Otis Mukinfus wrote:
> On 29 Apr 2006 00:39:38 -0700, "rob" <rmdiv2000@yahoo.com> wrote:
>
> >I am using Odbc to read cvs files. Unfortunately, some cvs files are
> >not formated correctly (out of my control). One particular problem is
> >that a quote within an item is not put in double quotes, i.e. the file
> >says
> >
> >"this "item" is bad", "this item is ok"
> >
> >rather then
> >
> >"this ""item"" is bad", "this item is ok"
> >
> >odbc now thinks ''this '' is the first item rather then ''this "item" is
> >bad''. Excel reads the file just fine, though. Is there some workaround,
> >short of fixing the file myself, to make the driver more error
> >tolerant?
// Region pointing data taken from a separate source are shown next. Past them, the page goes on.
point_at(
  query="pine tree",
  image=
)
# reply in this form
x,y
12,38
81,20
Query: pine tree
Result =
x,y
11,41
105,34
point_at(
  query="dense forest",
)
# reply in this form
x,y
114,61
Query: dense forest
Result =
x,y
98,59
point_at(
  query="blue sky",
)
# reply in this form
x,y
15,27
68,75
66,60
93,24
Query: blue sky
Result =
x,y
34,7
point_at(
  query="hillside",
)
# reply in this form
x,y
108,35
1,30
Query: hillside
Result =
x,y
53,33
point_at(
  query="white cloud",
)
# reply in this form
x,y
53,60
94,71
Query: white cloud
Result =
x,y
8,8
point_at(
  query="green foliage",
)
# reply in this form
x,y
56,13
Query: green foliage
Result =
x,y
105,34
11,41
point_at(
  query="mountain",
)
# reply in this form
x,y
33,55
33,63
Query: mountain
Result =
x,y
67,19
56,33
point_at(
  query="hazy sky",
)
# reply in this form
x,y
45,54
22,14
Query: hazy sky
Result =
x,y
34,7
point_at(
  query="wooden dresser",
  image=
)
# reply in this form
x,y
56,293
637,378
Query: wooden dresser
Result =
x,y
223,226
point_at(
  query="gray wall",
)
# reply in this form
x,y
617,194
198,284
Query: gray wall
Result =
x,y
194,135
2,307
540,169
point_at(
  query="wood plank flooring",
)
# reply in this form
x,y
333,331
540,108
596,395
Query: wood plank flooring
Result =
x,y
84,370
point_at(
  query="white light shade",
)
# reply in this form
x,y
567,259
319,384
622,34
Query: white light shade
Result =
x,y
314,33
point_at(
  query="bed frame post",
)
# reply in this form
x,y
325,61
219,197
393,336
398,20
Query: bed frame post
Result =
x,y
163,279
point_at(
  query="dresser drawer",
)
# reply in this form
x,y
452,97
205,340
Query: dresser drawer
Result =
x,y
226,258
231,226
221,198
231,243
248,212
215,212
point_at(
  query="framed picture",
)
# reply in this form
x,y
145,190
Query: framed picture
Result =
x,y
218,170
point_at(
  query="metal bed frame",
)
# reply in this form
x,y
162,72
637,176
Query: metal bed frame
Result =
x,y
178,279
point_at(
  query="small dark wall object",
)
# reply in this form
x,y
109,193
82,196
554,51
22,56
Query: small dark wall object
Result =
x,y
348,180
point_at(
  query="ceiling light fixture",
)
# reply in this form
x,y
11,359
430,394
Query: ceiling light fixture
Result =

If it helps anything bellow is how I read the excel file.
> >
> >Thanks
> >
> >
> >connectionString = @"Driver={Microsoft Text Driver (*.txt;
> >*.csv)};DBQ=" + Path.GetDirectoryName(filename);
> >connection = new OdbcConnection(connectionString);
> >connection.Open();
> >command = new OdbcCommand("Select * FROM " +
> >Path.GetFileName(filename), connection);
> >reader = command.ExecuteReader();
>
> Have you tried reading the files directly, writing code to split the columns out
> with the split command? If the data has the commas in the correct places, the
> double quotes won''t make any difference. If you don''t want the quotes you can
> replace all of them with string.Empty AFTER YOU SPLIT THE LINE.
>
> If you''re trying to load the files into MS SQL Server, create a DTS Package
> (assuming you''re using SQL 2K) and do a bulk import into the table you''re
> filling.
>
> I never use ODBC or any other data provider to read text files, for the very
> reason you are experiencing.
>
> This is cheating, but have you considered reading the file with Excel and saving
> it as a tab delimited or comma delimited file that has no quotes? It won''t be a
> good solution if you are going to have to automate the process ;o)
>
> What are you doing with the file after converting it?
>
> Good luck with your project,
My first approach was using split. The problem that the individual
items often also contain comas so split faild almost always. I tried
regex as well but again due to many special cases that fails as well. I
know that Excel can read the files correctly including all these
special (and maybe even wrong) cases. Hopeing that excel uses odbc
(rather then duplicating some code) I tried that approach. But it does
not seem to work, either.
I guess I might end up writing my own parser. It''s probably not that
big an issue but of course it would be nicer if I had a done solution
that handles all the special cases.
My final goal is to download cvs files from the internet. Actually, I
don''t store them as files but have them right in memory. Then I have to
do some parsing (avoiding duplicates, extract the right data, do some
error checking, etc) on the files and whatever I parsed out goes into
an SQL database.
Thanks